Which is an interesting comment because it strays very close indeed to the one topic that Goldmine was advised, ahead of time, not to raise. Would Anderson ever consider rejoining The Group That Insists on Still Calling Itself Yes? The one with one remaining classic-era member, and which was last seen opening for Deep Purple.

Goldmine complies, but not necessarily through an exaggerated sense of obedience. It complies because there is no reason to ask it. Because Anderson really doesn’t need to. It is true that his past returns to the band have hit the occasional high point — “It Will Be a Good Day,” from 1999’s The Ladder, is a number that Anderson himself often cites as a favorite, and has contemplated adding to some future Band Geeks repertoire.

But truly vintage fans regard even “Owner of a Lonely Heart” as a latter-day interloper, and were you to poll even a handful of the audience attending Anderson and Band Geeks’ recent live shows, and ask if the band omitted any favorites — oh, and can overlook the occasional outliers who might demand “Don’t Kill the Whale.” (This writer is one of them.
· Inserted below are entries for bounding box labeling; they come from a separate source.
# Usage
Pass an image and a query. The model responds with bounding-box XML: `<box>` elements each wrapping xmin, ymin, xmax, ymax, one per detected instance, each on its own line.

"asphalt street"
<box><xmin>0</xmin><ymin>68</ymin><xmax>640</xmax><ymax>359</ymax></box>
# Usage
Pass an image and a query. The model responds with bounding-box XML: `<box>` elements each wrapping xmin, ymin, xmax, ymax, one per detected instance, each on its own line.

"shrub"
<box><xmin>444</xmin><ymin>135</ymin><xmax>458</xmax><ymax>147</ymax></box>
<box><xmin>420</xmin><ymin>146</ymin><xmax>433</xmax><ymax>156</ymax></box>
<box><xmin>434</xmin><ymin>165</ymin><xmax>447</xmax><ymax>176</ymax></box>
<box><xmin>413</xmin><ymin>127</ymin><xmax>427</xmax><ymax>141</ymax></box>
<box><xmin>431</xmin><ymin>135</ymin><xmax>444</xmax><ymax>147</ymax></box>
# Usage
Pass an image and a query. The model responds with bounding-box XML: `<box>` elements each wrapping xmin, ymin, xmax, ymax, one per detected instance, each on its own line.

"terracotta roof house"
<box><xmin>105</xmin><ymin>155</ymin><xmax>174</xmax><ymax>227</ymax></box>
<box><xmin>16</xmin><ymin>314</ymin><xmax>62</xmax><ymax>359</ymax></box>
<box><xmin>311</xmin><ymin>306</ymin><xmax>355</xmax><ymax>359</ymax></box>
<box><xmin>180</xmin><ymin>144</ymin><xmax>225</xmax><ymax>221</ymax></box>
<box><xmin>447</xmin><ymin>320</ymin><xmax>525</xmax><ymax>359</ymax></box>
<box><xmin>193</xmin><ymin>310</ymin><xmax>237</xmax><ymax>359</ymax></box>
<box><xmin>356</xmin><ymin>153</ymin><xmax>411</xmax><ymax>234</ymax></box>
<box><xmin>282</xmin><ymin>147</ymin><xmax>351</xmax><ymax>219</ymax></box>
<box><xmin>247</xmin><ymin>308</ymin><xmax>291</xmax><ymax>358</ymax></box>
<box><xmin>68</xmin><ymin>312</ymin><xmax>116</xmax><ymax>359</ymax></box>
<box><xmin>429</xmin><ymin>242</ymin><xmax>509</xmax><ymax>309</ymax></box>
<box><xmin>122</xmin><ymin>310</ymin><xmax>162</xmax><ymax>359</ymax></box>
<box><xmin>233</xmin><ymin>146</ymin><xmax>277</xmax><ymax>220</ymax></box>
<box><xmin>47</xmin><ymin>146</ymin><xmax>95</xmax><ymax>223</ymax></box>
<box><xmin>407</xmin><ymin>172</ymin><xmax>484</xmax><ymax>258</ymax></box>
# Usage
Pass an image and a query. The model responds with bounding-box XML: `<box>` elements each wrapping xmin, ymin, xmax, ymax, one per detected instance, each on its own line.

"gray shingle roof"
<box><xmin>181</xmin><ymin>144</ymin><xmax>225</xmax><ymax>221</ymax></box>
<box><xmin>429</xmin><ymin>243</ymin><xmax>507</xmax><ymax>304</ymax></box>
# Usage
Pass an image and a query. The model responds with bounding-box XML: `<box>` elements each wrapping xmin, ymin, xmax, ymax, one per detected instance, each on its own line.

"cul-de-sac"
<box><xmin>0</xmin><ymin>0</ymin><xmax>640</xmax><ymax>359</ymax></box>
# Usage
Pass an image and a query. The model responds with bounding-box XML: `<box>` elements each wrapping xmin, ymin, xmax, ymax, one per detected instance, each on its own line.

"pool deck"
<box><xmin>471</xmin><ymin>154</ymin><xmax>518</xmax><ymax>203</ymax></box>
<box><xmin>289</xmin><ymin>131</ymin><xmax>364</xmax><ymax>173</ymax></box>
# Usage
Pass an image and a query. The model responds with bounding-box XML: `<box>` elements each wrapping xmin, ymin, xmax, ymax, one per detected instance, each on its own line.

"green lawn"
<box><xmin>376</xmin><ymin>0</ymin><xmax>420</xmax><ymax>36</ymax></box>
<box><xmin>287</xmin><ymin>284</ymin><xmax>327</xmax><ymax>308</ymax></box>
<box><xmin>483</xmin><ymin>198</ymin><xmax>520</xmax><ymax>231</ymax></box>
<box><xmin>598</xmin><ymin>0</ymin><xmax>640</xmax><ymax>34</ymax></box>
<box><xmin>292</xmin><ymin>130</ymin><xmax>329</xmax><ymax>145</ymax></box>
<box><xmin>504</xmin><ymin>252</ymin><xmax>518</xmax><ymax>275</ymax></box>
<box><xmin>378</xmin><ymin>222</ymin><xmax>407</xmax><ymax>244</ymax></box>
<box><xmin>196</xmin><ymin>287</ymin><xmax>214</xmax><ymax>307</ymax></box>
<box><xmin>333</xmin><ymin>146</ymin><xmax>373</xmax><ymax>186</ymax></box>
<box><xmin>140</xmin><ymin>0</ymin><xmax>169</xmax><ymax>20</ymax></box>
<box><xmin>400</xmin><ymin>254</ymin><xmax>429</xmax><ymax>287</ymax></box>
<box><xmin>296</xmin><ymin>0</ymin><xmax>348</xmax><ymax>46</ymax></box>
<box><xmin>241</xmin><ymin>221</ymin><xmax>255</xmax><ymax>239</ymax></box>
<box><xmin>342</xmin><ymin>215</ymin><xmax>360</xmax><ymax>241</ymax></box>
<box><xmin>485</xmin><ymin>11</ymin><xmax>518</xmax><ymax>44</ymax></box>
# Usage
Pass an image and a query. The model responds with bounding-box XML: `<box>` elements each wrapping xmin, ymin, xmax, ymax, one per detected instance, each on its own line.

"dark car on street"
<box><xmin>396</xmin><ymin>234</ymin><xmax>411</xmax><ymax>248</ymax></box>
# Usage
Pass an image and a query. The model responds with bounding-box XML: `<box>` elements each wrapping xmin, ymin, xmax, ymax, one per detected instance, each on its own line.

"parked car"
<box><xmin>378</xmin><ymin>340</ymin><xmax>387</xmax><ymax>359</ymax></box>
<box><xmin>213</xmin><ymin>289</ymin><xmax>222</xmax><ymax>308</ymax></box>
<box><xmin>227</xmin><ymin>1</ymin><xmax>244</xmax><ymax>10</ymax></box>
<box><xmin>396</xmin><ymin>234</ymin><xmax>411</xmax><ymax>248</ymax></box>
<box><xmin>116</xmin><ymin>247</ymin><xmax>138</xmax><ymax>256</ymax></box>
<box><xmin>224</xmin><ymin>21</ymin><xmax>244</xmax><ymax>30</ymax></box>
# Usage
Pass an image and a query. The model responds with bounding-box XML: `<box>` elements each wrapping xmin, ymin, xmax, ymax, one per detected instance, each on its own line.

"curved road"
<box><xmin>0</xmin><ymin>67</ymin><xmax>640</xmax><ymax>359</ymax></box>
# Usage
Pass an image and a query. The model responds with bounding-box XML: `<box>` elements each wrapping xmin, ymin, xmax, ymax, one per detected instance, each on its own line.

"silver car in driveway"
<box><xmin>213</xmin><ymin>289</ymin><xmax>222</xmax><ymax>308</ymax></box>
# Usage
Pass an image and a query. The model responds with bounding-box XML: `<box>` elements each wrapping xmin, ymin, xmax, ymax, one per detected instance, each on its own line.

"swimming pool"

Sorry.)

Without question, it will be that brief, but so magical 18-month period during which The Yes Album (released in February 1971), Fragile (November 1971) and Close to the Edge (September 1972) not only cemented Yes’ international renown, they also blueprinted a skein of prog that is still being spun today.

There’s room for later material too, of course — among the current set, “The Gates of Delirium” comprised side one of 1974’s Relayer; “Awaken” dates from 1977’s Going for the One. But classic Yes, epic Yes, is a beast of a very specific nature, and that is why True is such a breathtaking album.

It doesn’t sound like a band trying to emulate Yes — goodness knows one Rush is more than enough. It sounds like Yes always ought to have sounded and, for a while, did sound. And for further details on that, check out “Shine On,” the first single from True.

All the ingredients are in place, with even the irreplaceable Chris Squire being somehow, magically — not replaced. But definitely something more than echoed.

Anderson’s voice, meanwhile, scarcely even registers the fact that over half a century has passed since Close to the Edge, and while the touring schedule isn’t quite the marathon outing that Yes might have devoted to a new release, still close to 30 dates in 90 days isn’t bad for a frontman now approaching his 80th birthday (October 25 is the big day).

He laughs off the observation. You’re as old as you feel, after all, and “I can’t believe I’m as excited as I am about everything. Life, touring, the new album and going on tour and getting ready to perform this new album. It’s what motivates me now, just as it always has.”